The director of the OECD’s Centre for Tax Policy and Administration Pascal Saint-Amans stated that a common reporting standard or CRS for crypto assets would be coming in 2021 under the development of the 37-nation organization. In compliance with Law 360, Amans mentioned the "CRS equivalent" crypto-tax standard established by the OECD in the battle against tax evasion. The Director attributes the evolution of the CRS cryptotax to the need for its member-countries to implement higher criteria for crypto-laws: “The timeline to deliver is probably '21, sometime in '21, because there is an appetite by all countries now.”
Aman’s statement followed the launch of a process under the European Commission to update and expand its tax evasion laws applicable to crypto assets. The EC is seeking public feedback on the proposal since Nov.23, the due date for public input received is until Dec.21. The introduction of new laws are scheduled during the third quarter of 2021. Despite the EC motives, Amans expects the OECD to roll out crypto-tax standards before Europe which represents the policy arena as an “opportunity for the EU to align with [the OECD’s] standard.”

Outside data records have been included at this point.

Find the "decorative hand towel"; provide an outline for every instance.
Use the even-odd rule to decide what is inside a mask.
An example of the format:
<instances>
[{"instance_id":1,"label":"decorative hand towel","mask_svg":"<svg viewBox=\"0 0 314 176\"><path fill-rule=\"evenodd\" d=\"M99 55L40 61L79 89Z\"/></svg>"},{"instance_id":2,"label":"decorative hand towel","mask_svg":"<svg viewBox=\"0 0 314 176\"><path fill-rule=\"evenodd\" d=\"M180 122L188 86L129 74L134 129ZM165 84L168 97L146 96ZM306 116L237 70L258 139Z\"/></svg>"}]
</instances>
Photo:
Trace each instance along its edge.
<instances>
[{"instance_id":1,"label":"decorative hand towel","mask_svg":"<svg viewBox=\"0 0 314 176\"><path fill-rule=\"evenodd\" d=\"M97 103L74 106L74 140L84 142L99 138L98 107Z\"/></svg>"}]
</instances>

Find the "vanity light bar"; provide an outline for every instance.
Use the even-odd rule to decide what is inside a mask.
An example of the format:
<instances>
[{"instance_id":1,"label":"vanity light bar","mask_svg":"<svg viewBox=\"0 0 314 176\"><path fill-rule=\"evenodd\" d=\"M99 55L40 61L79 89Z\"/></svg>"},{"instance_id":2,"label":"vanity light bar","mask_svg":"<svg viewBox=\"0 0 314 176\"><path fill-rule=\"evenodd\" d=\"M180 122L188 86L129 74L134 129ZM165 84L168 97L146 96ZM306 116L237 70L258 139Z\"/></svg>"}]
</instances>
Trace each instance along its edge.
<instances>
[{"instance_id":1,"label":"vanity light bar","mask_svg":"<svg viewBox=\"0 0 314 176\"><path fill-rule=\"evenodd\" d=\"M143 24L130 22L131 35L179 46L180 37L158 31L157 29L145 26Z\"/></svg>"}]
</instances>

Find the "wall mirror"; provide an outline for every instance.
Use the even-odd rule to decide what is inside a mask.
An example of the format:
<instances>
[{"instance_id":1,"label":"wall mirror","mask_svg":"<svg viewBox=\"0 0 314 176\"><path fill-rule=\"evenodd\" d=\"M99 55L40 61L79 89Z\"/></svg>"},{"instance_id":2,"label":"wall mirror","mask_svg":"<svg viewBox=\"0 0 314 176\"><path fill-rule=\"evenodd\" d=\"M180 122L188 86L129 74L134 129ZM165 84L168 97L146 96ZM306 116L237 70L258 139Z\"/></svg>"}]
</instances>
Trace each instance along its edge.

Uncoordinated co-development, however, could lead both parties to establish complex, mutually conflicting policy positions, threatening to pose legal challenges for the OECD's European members. Regarding these concerns, Aman stated that any OECD plan would "complement"the EU rules. As Law360 reported, a European Commission spokesman has also confirmed that the institution works “in parallel”with the OECD in effort to minimize conflicts or contradictions.